Он смотрел мне в глаза, и я видел: он говорил правду. В его взгляде было отчаяние. Мне хотелось помочь ему, но я решительно не знал, как это сделать.

Выход нашел он сам. После тягостного молчания заговорил вновь:

— Позавчера слушал вас, товарищ лейтенант… Вы рассказывали о своем снабженце. Об Иване Никанорыче. Смею доложить: рассказывали здорово. Меня чуть слеза не прошибла. От радости. Сделал человек доброе дело — его добром и вспоминают… А я ведь это тоже умею. Как еще умею, товарищ лейтенант! — Глаза его загорелись. — Слушал я вас вчера и думал: каким бы помощником я мог быть Ивану Никанорычу. И вспоминали бы меня, как вы вчера, добрым словом, а не хулой да насмешками.

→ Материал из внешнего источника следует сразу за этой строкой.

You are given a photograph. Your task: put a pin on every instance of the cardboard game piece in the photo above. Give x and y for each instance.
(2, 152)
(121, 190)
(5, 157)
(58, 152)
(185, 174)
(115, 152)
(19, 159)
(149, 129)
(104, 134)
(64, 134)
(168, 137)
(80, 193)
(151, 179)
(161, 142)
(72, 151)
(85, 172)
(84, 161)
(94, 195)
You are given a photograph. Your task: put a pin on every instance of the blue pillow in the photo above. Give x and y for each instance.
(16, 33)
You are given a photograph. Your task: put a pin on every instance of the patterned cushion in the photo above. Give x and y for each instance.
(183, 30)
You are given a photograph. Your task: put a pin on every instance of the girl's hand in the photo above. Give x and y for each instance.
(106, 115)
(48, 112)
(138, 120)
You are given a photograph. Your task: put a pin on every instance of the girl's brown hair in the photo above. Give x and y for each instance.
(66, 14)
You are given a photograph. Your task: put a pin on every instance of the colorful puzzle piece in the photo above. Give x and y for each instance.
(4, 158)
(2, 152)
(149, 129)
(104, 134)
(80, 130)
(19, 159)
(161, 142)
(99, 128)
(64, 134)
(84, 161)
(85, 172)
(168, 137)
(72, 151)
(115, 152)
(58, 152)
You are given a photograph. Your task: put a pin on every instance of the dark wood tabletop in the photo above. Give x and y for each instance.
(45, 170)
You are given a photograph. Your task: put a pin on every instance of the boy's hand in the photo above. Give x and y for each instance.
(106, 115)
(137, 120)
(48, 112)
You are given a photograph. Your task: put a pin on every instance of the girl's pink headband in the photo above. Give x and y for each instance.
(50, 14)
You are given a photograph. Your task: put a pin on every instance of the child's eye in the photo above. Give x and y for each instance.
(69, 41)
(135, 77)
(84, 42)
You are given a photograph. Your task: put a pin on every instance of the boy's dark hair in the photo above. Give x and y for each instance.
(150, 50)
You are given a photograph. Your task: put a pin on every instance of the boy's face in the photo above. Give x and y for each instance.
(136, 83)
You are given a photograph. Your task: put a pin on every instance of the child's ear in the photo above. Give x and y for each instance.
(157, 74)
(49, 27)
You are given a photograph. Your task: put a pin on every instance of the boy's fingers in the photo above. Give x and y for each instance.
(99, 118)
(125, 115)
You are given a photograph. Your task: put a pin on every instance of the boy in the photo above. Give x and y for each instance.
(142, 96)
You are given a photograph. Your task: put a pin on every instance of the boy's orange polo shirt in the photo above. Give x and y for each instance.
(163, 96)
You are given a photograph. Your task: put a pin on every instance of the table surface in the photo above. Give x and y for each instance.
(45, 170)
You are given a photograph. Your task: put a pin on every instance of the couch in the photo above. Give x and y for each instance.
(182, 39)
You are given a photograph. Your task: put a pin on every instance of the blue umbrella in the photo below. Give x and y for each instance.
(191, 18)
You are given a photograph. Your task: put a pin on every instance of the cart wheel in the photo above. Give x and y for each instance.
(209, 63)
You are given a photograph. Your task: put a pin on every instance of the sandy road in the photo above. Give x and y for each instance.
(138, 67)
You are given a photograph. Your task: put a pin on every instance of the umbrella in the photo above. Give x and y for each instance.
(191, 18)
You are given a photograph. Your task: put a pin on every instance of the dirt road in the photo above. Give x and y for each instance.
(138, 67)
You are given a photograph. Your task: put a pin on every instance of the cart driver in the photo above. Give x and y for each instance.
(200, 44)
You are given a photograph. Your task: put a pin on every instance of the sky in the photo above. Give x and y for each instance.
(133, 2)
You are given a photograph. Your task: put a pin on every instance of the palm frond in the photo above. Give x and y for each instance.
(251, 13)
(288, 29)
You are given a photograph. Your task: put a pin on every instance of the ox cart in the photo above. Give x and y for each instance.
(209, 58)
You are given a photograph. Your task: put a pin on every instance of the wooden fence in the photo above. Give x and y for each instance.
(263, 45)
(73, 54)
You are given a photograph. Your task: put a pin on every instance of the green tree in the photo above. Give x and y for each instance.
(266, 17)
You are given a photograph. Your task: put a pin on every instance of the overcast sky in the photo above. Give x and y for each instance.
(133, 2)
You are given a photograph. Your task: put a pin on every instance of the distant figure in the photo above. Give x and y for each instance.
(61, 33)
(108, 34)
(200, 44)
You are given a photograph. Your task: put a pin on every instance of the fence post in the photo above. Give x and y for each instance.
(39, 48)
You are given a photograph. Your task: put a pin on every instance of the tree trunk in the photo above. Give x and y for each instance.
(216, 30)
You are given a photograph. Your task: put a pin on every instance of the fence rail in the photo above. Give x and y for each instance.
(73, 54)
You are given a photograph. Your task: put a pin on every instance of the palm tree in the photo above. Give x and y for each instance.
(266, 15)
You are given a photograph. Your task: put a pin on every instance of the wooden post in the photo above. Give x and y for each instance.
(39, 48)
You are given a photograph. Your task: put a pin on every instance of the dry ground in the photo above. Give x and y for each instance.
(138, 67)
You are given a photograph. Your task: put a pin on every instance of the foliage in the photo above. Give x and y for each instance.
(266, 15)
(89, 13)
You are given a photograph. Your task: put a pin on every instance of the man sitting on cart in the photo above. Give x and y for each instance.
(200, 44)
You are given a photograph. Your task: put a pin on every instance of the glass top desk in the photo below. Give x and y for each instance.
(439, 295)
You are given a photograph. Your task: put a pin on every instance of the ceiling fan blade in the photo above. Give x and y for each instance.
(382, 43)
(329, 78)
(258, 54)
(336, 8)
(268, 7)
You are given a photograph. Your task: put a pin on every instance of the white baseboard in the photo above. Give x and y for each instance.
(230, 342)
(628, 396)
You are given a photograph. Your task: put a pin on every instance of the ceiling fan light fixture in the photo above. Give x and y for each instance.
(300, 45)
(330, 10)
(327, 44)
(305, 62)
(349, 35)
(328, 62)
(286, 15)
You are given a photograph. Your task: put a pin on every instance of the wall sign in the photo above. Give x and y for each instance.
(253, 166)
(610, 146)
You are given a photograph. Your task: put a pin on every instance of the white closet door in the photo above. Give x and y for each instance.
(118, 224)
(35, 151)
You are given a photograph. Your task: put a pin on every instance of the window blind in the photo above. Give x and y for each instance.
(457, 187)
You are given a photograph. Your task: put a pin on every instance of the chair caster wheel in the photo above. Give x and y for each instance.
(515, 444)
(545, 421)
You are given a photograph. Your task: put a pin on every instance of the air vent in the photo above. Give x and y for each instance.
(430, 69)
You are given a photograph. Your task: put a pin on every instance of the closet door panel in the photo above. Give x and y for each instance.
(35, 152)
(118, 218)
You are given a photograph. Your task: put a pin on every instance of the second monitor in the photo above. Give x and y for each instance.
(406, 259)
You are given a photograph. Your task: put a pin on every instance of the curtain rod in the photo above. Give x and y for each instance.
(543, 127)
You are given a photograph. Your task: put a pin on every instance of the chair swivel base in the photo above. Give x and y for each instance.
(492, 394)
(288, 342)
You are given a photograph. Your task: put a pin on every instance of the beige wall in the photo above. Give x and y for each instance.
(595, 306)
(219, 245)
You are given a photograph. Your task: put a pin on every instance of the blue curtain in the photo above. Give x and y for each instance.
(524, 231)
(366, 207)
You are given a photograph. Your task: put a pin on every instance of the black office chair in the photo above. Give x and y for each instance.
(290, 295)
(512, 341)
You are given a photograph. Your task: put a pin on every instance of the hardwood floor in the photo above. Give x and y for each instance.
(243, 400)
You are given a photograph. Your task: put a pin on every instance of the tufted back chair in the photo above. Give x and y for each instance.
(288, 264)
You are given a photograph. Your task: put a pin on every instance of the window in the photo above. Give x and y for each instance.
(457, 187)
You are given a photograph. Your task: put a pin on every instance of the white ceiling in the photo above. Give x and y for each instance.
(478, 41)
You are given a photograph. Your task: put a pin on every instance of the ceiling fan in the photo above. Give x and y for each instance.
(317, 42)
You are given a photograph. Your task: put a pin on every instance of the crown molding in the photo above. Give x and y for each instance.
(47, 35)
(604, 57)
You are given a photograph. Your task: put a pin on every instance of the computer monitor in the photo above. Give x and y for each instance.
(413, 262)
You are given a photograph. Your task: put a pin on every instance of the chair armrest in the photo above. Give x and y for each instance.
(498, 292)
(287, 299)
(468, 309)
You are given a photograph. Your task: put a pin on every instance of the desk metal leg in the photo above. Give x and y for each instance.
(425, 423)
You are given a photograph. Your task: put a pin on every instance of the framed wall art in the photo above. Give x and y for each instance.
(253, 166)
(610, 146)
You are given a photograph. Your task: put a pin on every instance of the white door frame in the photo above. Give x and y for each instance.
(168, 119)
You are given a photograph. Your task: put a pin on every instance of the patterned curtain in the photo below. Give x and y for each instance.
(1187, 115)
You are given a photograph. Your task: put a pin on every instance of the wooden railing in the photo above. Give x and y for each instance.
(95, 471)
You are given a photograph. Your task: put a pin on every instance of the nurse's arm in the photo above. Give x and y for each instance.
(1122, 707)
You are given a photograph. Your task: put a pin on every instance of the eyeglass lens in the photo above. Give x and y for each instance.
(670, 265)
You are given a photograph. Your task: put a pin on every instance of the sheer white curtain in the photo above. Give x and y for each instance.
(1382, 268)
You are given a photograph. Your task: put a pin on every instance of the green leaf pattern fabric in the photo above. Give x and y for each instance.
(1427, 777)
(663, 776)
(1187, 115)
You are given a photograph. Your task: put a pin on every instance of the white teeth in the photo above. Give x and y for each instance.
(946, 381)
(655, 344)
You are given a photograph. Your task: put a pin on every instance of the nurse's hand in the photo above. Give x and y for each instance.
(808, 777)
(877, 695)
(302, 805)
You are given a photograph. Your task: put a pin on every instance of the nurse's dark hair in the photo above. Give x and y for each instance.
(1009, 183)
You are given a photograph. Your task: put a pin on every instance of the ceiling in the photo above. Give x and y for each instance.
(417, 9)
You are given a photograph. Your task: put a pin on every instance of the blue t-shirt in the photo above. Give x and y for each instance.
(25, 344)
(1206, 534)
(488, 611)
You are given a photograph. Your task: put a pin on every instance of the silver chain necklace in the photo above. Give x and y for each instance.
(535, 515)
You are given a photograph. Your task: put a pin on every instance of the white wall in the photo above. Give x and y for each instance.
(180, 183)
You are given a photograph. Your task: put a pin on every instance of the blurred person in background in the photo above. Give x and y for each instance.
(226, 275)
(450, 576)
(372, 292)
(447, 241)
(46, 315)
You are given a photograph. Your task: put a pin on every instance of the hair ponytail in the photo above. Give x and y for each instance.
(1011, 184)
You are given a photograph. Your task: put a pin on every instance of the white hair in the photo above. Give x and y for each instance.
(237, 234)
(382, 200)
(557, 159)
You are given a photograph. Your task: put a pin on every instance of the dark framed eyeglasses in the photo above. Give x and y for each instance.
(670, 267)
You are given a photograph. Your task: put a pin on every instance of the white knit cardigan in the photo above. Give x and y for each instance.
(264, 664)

Пантюхов говорил дело. Служи он в любом полку по интендантской части, все у него было бы нормально, даже, наверное, хорошо было бы. И благодарности мог заслужить, и медали. А главное — был бы человек на месте, пользу приносил бы немалую. Тем паче на Ленинградском фронте, где интендантская жилка ценилась особенно высоко. Отчего же он, глупый человек, молчал до сих пор? Любой командир полка посчитал бы его находкой.

— Не Ивану Никанорычу, так другому был бы дельным помощником. Снабженцы есть в каждой части. Без них и на войне нельзя. Верно ведь, товарищ лейтенант?

— Конечно, верно! — воскликнул я. — Вы просто вредитель, Кузьма Андреич. Вместо того чтобы заниматься своим делом и ковать всеми доступными силами победу над врагом, вы понапрасну тратили боеприпасы, портили жизнь и себе и взводу. Как вы могли?

— Виноват, товарищ лейтенант! — Он встал, вытянулся в струнку и попытался даже прищелкнуть голыми пятками. В глазах, на худющем лице, во всей его нескладной фигуре играла радость. — Может быть, еще не поздно, товарищ лейтенант?

— Вылечиться надо сперва, поправиться! — Я шагнул в сторону, оглядел совсем невоенную его стать и невольно улыбнулся.

— Это мы мигом, товарищ лейтенант. — Он тоже расплылся в улыбке. — Только бы все так вышло, как вы говорите. Две недели — и порядок. Как по маслу пойдет, я себя знаю.

— Вот и добро, — сказал я, радуясь не меньше Пантюхова. — А я попрошу Валентину Александровну и начальника госпиталя обязательно все указать в предписании.